Acute gout is a condition in which the formation of urate crystals within a joint contribute to episodic and intense arthritic pain. The condition results from an unhealthy accumulation of uric acid within one's blood. Gout is a manageable condition that often requires the administration of nonsteroidal anti-inflammatory drugs (NSAIDs) or prescription analgesics to alleviate discomfort, depending on the severity of symptom presentation. Individuals diagnosed with acute gout are often considered at an increased risk for developing a chronic presentation of the condition, which can lead to recurrent attacks and complications, including kidney failure.
Under normal conditions, uric acid is utilized by the body to metabolize purines that are essential to the proper functionality of many of the body's systems, such as digestion. Once the acid is metabolized, it is filtered through the kidneys and disposed of as waste in one’s urine. If the body produces too much uric acid and the kidneys are unable to eliminate the excess, it accumulates within the body and gathers in the joints. The pooling excess acid eventually solidifies, forming urate crystals that cause intense inflammation and discomfort.

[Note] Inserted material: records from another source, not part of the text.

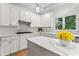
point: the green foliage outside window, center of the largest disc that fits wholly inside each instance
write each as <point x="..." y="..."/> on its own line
<point x="59" y="23"/>
<point x="70" y="22"/>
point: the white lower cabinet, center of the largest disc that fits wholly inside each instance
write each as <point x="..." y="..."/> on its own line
<point x="14" y="44"/>
<point x="23" y="42"/>
<point x="5" y="46"/>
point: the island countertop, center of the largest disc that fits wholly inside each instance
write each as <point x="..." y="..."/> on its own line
<point x="51" y="44"/>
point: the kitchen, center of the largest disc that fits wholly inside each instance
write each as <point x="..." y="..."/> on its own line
<point x="20" y="22"/>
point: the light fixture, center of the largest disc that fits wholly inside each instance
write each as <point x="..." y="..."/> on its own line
<point x="37" y="9"/>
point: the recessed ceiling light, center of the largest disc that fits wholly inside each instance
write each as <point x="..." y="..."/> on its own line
<point x="37" y="9"/>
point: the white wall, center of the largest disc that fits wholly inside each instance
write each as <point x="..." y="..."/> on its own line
<point x="66" y="10"/>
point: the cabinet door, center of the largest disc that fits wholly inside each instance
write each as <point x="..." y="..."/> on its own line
<point x="14" y="15"/>
<point x="5" y="46"/>
<point x="5" y="14"/>
<point x="22" y="15"/>
<point x="23" y="42"/>
<point x="35" y="20"/>
<point x="45" y="20"/>
<point x="14" y="44"/>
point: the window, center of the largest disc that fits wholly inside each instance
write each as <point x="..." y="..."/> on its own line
<point x="59" y="23"/>
<point x="68" y="22"/>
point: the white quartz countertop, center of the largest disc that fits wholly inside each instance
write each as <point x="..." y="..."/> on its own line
<point x="52" y="45"/>
<point x="76" y="35"/>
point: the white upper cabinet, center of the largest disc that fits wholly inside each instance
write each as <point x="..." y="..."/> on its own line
<point x="4" y="14"/>
<point x="14" y="15"/>
<point x="25" y="15"/>
<point x="35" y="20"/>
<point x="9" y="14"/>
<point x="45" y="20"/>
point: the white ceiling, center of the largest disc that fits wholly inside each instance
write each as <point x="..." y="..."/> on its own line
<point x="44" y="7"/>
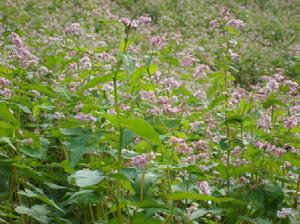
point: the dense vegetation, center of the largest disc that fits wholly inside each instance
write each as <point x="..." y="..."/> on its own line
<point x="134" y="111"/>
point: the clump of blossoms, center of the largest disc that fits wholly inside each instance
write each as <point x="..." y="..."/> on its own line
<point x="226" y="19"/>
<point x="21" y="52"/>
<point x="74" y="30"/>
<point x="134" y="23"/>
<point x="158" y="41"/>
<point x="272" y="149"/>
<point x="181" y="146"/>
<point x="4" y="91"/>
<point x="284" y="213"/>
<point x="291" y="122"/>
<point x="264" y="122"/>
<point x="85" y="117"/>
<point x="201" y="71"/>
<point x="203" y="187"/>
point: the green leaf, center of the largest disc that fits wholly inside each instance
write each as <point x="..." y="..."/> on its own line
<point x="137" y="75"/>
<point x="41" y="197"/>
<point x="86" y="177"/>
<point x="8" y="142"/>
<point x="96" y="81"/>
<point x="38" y="212"/>
<point x="200" y="197"/>
<point x="7" y="115"/>
<point x="216" y="102"/>
<point x="141" y="128"/>
<point x="44" y="89"/>
<point x="129" y="62"/>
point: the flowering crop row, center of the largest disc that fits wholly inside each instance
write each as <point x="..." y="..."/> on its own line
<point x="121" y="126"/>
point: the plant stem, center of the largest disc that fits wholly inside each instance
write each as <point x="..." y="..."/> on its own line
<point x="142" y="184"/>
<point x="117" y="110"/>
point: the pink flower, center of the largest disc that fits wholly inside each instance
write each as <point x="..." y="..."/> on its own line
<point x="188" y="60"/>
<point x="291" y="122"/>
<point x="145" y="19"/>
<point x="22" y="53"/>
<point x="4" y="82"/>
<point x="74" y="30"/>
<point x="204" y="187"/>
<point x="264" y="122"/>
<point x="85" y="63"/>
<point x="236" y="23"/>
<point x="213" y="24"/>
<point x="85" y="117"/>
<point x="200" y="71"/>
<point x="272" y="85"/>
<point x="158" y="41"/>
<point x="148" y="96"/>
<point x="202" y="146"/>
<point x="29" y="141"/>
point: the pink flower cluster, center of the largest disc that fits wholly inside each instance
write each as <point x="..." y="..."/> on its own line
<point x="6" y="92"/>
<point x="268" y="147"/>
<point x="291" y="122"/>
<point x="158" y="41"/>
<point x="264" y="122"/>
<point x="136" y="22"/>
<point x="203" y="187"/>
<point x="181" y="146"/>
<point x="188" y="60"/>
<point x="284" y="213"/>
<point x="22" y="53"/>
<point x="228" y="18"/>
<point x="236" y="23"/>
<point x="74" y="30"/>
<point x="200" y="71"/>
<point x="85" y="117"/>
<point x="85" y="63"/>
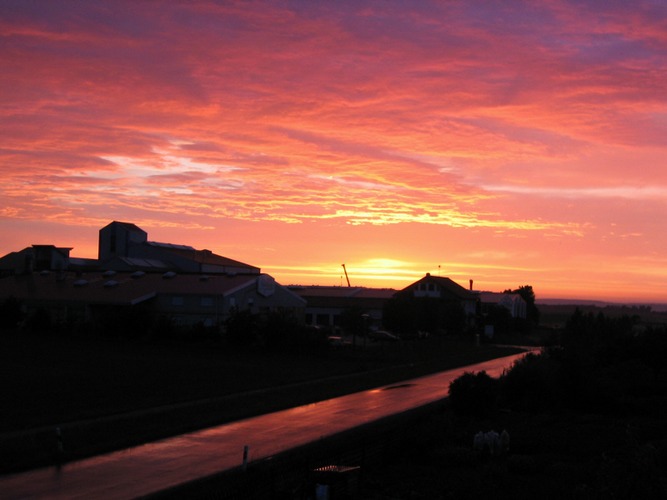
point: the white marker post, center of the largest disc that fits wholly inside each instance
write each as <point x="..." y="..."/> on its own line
<point x="245" y="457"/>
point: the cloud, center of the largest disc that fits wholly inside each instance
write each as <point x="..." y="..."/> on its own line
<point x="516" y="120"/>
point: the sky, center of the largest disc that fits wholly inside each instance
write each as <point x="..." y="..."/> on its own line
<point x="511" y="143"/>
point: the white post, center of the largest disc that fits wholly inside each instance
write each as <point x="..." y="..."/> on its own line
<point x="245" y="457"/>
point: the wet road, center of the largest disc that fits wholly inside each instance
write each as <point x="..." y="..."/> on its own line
<point x="156" y="466"/>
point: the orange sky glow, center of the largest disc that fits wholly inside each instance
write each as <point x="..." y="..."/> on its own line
<point x="511" y="143"/>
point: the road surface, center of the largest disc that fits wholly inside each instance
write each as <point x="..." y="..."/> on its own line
<point x="162" y="464"/>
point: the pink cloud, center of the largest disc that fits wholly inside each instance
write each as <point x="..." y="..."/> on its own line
<point x="518" y="122"/>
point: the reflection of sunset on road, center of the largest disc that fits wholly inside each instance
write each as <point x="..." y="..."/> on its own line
<point x="507" y="143"/>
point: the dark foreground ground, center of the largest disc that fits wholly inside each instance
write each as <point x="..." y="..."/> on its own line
<point x="567" y="456"/>
<point x="106" y="394"/>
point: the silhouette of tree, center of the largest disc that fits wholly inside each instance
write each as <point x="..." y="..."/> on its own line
<point x="528" y="295"/>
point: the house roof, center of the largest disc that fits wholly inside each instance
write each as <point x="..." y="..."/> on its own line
<point x="127" y="225"/>
<point x="498" y="298"/>
<point x="205" y="256"/>
<point x="445" y="284"/>
<point x="343" y="297"/>
<point x="339" y="291"/>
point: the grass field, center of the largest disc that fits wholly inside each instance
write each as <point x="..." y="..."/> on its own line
<point x="107" y="394"/>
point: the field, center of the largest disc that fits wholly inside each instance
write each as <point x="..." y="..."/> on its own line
<point x="106" y="394"/>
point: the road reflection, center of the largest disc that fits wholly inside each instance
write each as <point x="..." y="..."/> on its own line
<point x="156" y="466"/>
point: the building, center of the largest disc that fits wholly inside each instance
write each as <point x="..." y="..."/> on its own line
<point x="133" y="274"/>
<point x="513" y="302"/>
<point x="124" y="247"/>
<point x="445" y="290"/>
<point x="187" y="299"/>
<point x="326" y="304"/>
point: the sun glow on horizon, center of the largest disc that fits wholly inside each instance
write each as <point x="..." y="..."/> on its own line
<point x="507" y="145"/>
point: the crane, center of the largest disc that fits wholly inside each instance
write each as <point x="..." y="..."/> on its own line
<point x="346" y="277"/>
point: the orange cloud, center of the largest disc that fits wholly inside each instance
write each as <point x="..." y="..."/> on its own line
<point x="415" y="134"/>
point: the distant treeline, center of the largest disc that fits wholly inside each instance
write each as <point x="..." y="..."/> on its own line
<point x="603" y="364"/>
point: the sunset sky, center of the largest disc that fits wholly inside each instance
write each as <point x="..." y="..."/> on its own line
<point x="512" y="143"/>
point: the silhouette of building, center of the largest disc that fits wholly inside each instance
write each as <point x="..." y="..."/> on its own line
<point x="326" y="304"/>
<point x="133" y="274"/>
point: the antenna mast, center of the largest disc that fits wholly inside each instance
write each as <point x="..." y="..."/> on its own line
<point x="346" y="277"/>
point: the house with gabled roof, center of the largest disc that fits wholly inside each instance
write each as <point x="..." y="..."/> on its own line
<point x="446" y="290"/>
<point x="326" y="304"/>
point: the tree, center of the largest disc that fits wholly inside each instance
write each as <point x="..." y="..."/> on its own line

A diagnosis of acute gout is usually made through tests performed on the individual's blood and the affected joint. Doctors perform blood tests to detect high levels of uric acid and other markers indicative of inflammation. A joint fluid test involves the extraction of fluid from the inflamed joint, which is then sent for analysis to confirm the presence of uric acid accumulation and crystal formation.

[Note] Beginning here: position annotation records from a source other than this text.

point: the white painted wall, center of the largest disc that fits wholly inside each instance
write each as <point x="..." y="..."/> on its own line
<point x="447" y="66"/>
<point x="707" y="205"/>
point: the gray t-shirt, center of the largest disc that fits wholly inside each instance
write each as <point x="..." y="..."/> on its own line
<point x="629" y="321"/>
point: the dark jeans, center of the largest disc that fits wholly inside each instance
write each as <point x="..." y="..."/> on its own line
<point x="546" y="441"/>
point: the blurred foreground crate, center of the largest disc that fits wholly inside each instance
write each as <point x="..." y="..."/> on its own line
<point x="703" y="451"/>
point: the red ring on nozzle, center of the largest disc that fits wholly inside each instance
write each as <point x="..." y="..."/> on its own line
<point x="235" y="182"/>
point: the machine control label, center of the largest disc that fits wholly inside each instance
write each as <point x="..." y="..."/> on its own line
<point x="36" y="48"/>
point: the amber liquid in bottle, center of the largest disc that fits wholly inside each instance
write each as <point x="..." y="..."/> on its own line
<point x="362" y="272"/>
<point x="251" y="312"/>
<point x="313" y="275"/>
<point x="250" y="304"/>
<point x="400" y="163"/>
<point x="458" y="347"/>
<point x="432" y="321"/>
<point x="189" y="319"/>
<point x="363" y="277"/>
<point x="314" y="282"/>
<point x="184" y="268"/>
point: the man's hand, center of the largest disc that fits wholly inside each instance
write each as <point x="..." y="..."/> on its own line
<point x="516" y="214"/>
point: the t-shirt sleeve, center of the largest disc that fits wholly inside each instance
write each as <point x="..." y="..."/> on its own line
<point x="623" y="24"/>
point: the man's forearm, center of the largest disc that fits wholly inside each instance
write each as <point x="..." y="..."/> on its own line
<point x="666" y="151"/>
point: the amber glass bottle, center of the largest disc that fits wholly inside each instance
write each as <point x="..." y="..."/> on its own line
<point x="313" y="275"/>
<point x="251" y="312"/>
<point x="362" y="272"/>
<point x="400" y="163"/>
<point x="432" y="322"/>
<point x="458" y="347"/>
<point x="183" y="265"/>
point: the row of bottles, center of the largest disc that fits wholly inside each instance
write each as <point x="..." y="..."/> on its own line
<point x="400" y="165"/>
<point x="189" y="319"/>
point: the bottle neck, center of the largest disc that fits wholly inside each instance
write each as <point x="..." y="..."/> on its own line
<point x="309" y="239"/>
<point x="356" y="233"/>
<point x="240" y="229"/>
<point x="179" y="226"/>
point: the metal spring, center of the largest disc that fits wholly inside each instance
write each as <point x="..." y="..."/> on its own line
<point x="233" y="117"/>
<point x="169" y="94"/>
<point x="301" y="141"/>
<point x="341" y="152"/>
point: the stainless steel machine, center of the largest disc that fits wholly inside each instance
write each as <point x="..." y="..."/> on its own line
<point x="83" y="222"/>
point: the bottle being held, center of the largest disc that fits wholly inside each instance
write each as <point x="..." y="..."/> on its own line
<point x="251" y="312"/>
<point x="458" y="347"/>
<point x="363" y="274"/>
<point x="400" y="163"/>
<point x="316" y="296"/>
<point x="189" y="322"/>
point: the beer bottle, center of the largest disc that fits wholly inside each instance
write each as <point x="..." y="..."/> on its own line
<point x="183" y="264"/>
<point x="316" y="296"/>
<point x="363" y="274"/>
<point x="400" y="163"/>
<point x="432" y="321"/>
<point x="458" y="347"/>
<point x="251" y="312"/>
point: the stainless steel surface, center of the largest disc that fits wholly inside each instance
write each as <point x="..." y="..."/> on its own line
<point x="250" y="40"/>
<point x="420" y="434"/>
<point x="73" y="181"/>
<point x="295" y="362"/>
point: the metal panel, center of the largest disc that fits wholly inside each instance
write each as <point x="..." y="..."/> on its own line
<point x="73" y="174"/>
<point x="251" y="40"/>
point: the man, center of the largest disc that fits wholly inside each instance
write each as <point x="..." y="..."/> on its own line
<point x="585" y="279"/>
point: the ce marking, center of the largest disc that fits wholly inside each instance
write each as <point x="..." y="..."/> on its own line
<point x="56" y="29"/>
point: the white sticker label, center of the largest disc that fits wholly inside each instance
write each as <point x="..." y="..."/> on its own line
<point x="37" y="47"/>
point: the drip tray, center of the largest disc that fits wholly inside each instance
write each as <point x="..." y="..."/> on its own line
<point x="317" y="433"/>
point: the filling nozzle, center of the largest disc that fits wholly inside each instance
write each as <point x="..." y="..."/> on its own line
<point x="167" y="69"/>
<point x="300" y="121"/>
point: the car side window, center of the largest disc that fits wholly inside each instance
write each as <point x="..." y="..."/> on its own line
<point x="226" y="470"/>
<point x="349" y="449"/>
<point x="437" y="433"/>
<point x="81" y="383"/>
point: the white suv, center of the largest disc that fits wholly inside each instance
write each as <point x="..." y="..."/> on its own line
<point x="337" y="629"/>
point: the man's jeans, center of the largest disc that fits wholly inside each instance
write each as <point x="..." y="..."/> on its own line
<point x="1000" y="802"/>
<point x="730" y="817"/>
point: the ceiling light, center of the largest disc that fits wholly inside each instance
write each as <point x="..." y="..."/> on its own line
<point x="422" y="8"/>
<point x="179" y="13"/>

Individuals who develop acute gout experience severe discomfort that is concentrated within a single joint, such as the ankle or knee. The episodic bouts of intense pain generally last for up to 24 hours, presenting with noticeable inflammation and swelling. Once the initial episode subsides, it is not uncommon for the individual to experience residual discomfort within the affected joint.

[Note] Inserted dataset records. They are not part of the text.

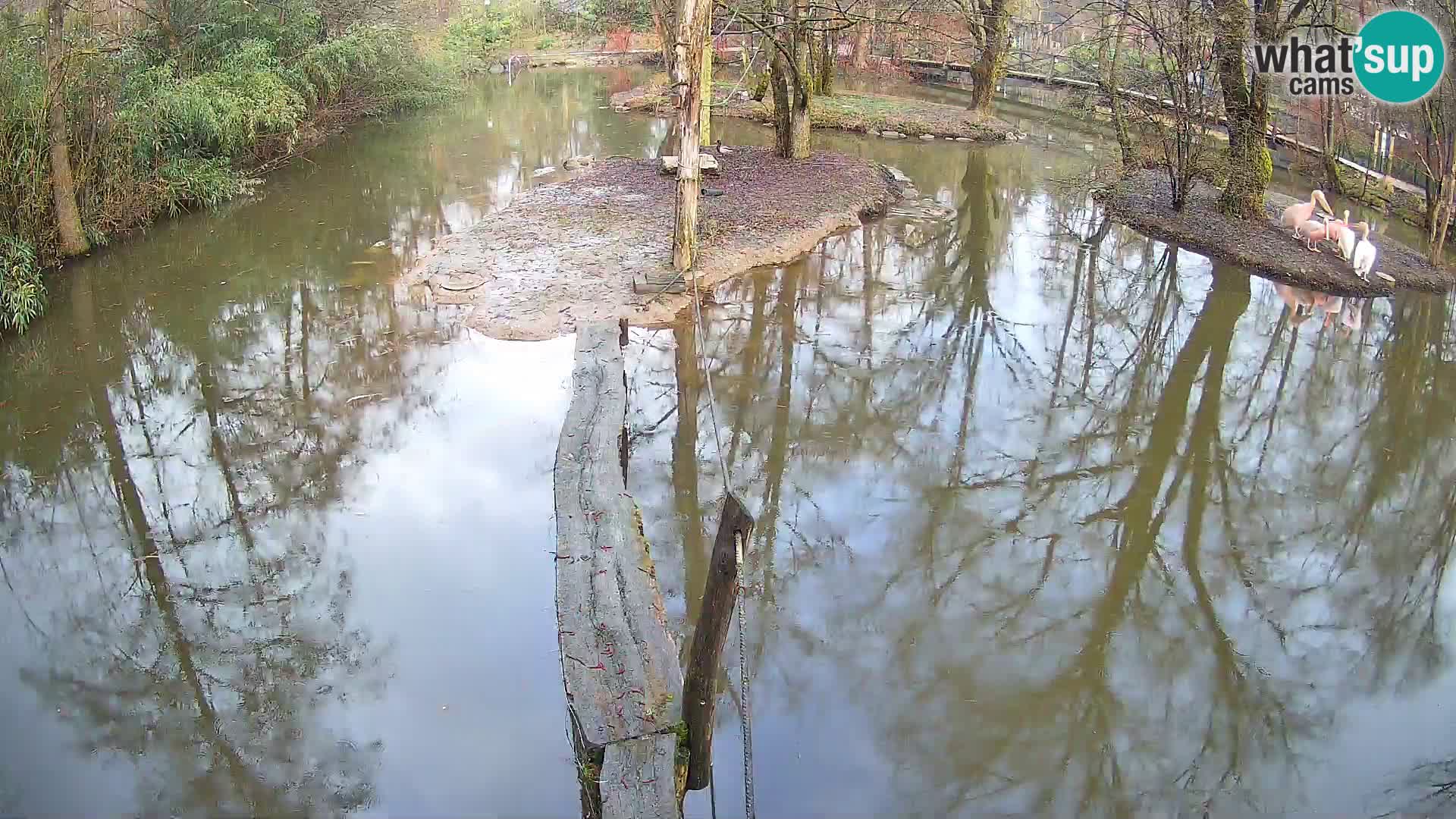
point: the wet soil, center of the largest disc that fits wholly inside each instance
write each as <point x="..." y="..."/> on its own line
<point x="1261" y="245"/>
<point x="845" y="111"/>
<point x="568" y="253"/>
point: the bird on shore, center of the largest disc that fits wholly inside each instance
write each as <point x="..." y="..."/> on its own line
<point x="1337" y="231"/>
<point x="1363" y="257"/>
<point x="1313" y="232"/>
<point x="1301" y="213"/>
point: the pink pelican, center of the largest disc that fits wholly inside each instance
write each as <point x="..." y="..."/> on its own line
<point x="1301" y="213"/>
<point x="1347" y="241"/>
<point x="1363" y="257"/>
<point x="1337" y="231"/>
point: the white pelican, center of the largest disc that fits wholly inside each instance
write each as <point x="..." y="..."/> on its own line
<point x="1313" y="232"/>
<point x="1301" y="213"/>
<point x="1337" y="231"/>
<point x="1363" y="256"/>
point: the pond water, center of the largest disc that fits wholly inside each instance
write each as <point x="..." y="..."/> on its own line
<point x="1053" y="518"/>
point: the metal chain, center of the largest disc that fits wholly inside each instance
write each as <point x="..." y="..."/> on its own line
<point x="737" y="542"/>
<point x="743" y="691"/>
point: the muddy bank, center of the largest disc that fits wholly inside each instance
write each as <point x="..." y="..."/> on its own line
<point x="568" y="253"/>
<point x="894" y="117"/>
<point x="1261" y="246"/>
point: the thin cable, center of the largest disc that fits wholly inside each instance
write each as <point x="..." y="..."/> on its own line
<point x="743" y="691"/>
<point x="708" y="379"/>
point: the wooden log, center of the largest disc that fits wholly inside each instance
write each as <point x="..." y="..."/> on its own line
<point x="638" y="779"/>
<point x="720" y="592"/>
<point x="618" y="657"/>
<point x="666" y="281"/>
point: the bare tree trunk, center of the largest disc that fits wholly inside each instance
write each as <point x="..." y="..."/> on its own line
<point x="1245" y="104"/>
<point x="1109" y="60"/>
<point x="1331" y="152"/>
<point x="800" y="112"/>
<point x="664" y="25"/>
<point x="708" y="91"/>
<point x="63" y="183"/>
<point x="692" y="36"/>
<point x="990" y="63"/>
<point x="862" y="33"/>
<point x="827" y="64"/>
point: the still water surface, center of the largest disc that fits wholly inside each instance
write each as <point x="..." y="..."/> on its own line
<point x="1053" y="519"/>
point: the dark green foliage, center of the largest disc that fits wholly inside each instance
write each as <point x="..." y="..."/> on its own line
<point x="177" y="114"/>
<point x="22" y="293"/>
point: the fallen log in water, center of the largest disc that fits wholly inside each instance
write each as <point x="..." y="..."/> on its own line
<point x="619" y="661"/>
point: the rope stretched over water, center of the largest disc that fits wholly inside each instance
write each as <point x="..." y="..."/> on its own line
<point x="739" y="545"/>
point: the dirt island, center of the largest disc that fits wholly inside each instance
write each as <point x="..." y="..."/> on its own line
<point x="568" y="253"/>
<point x="1261" y="245"/>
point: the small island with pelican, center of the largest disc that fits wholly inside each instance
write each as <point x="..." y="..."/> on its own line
<point x="1298" y="242"/>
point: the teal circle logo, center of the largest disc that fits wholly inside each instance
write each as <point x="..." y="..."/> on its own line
<point x="1401" y="57"/>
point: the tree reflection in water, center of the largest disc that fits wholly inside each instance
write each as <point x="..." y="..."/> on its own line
<point x="1068" y="521"/>
<point x="202" y="618"/>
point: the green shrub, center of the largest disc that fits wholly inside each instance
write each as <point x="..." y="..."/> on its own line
<point x="372" y="69"/>
<point x="162" y="121"/>
<point x="478" y="37"/>
<point x="22" y="293"/>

Common treatment approaches for acute gout involve the use of nonsteroidal anti-inflammatory drugs (NSAIDs) and the implementation of dietary and lifestyle changes to avoid triggering additional gout attacks. Individuals with acute gout are often instructed to eat a low-fat diet and avoid consuming deep-fried foods and alcoholic beverages, which can contribute to uric acid production. When over-the-counter (OTC) NSAIDs do not alleviate acute gout discomfort, a prescription analgesic, such as colchicine, or corticosteroids may be given.
Without proper treatment, those who are initially diagnosed with acute gout can eventually develop chronic gout. In the absence of appropriate treatment or presence of chronic gout, individuals are at an increased risk for widespread urate crystal development in other joints. Additionally, the presence of persistent uric acid imbalance may adversely affect kidney function leading to chronic kidney failure.